Thursday, June 23, 2005

So THIS is What it's Like...

We went to see my new MD (as my previous doctor has just moved far, far away), and liked him very much right off the bat. We explained our circumstances in technicolor detail and he completely grasped the situation. I had an ultrasound the following day to date the pregnancy - 7 weeks 1 day, and ooh! Look! A little flicker of a heart beat!
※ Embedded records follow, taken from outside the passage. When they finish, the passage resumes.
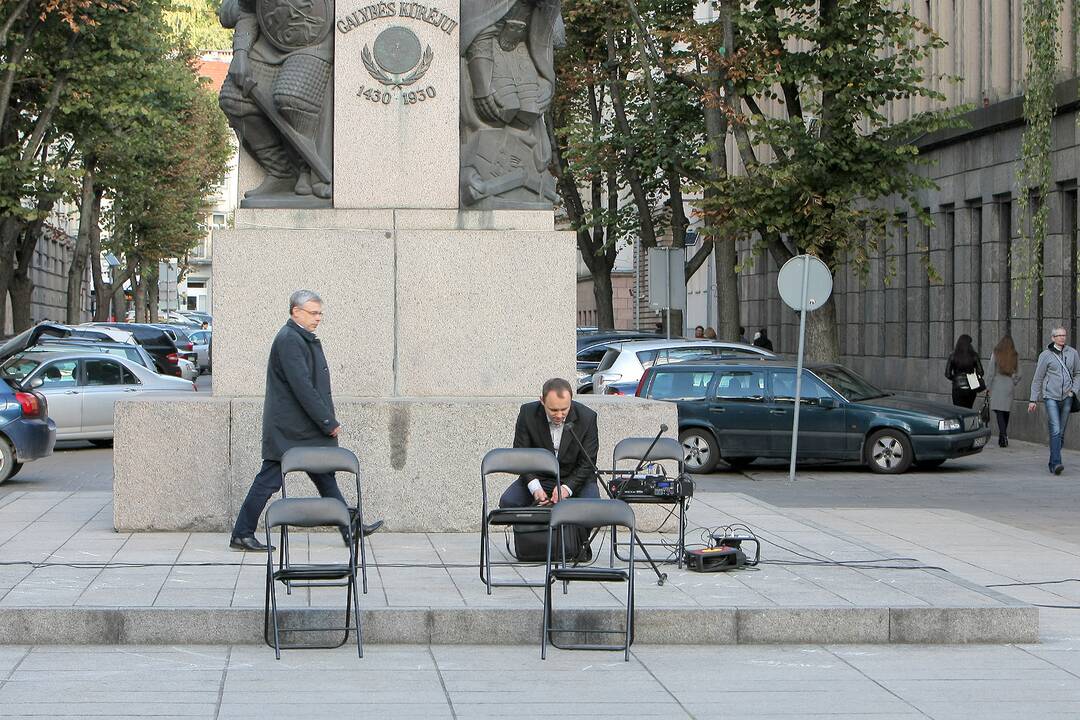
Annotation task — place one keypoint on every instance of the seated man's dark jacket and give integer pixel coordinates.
(532, 431)
(298, 410)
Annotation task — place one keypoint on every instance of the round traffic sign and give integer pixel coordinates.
(819, 282)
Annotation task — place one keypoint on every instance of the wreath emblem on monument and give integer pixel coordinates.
(396, 59)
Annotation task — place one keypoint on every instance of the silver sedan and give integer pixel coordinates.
(81, 389)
Next up: we scheduled the chorionic villus sampling, which would allow us to test the baby's DNA and find out what exactly was what.

I had made up my mind that, even after reading "What to Expect When You're Expecting", I would still keep my expectations open. I had never been pregnant before (except that one time in college when I was late and out of sheer panic drank myself into getting my period), and I would keep an open mind as to what I would be experiencing. I know it's different for everyone, and even different pregnancies in the same woman can be different. So I was just going to sit back and see what unfolded...

In the interim, I became well acquainted with frequent nocturnal urination, but morning sickness avoided me. The closest I got was the faintest nausea; "hmmm, maybe I should eat something..." And then it would disappear. So that was nice. My cravings were for very specific foods, and when I ate them, it would be the best EVER. One day I really wanted chicken cutlet on a roll with lettuce, tomato & Russian dressing. When I ate it, I swear it had never tasted so good. And that's my favorite sandwich. Yet when I had the same sandwich the following day... Nothing. Lost my taste for it immediately. Also, I'm usually very passionate about my chocolate. While pregnant, the thought of actually eating chocolate did not thrill me. But I did enjoy chocolate flavored things. (Enter tootsie rolls - I had 5 a day). Because they were just that nutritionally rich for my growing embryo.

All throughout this, dh would awake every morning and kiss me (as per usual), then kiss my tummy and say "Good morning, baby bee!" That was just lovely. We already had a name picked out, so that wasn't a problem. It was a girl's name, because clearly there wasn't an option that I would ever have anything else except a daughter. Right? RIGHT??

1 Comments:

At 6/23/2005 9:21 PM, Blogger Amber said...

ACK! UPDATE! WHERE IS THIS GOING? i am sensing: bad. but i am sensing all sorts of bad lately, so that's nothing new. i hope it isn't bad, though.

(you weren't kidding when you said you know how i feel, eh?)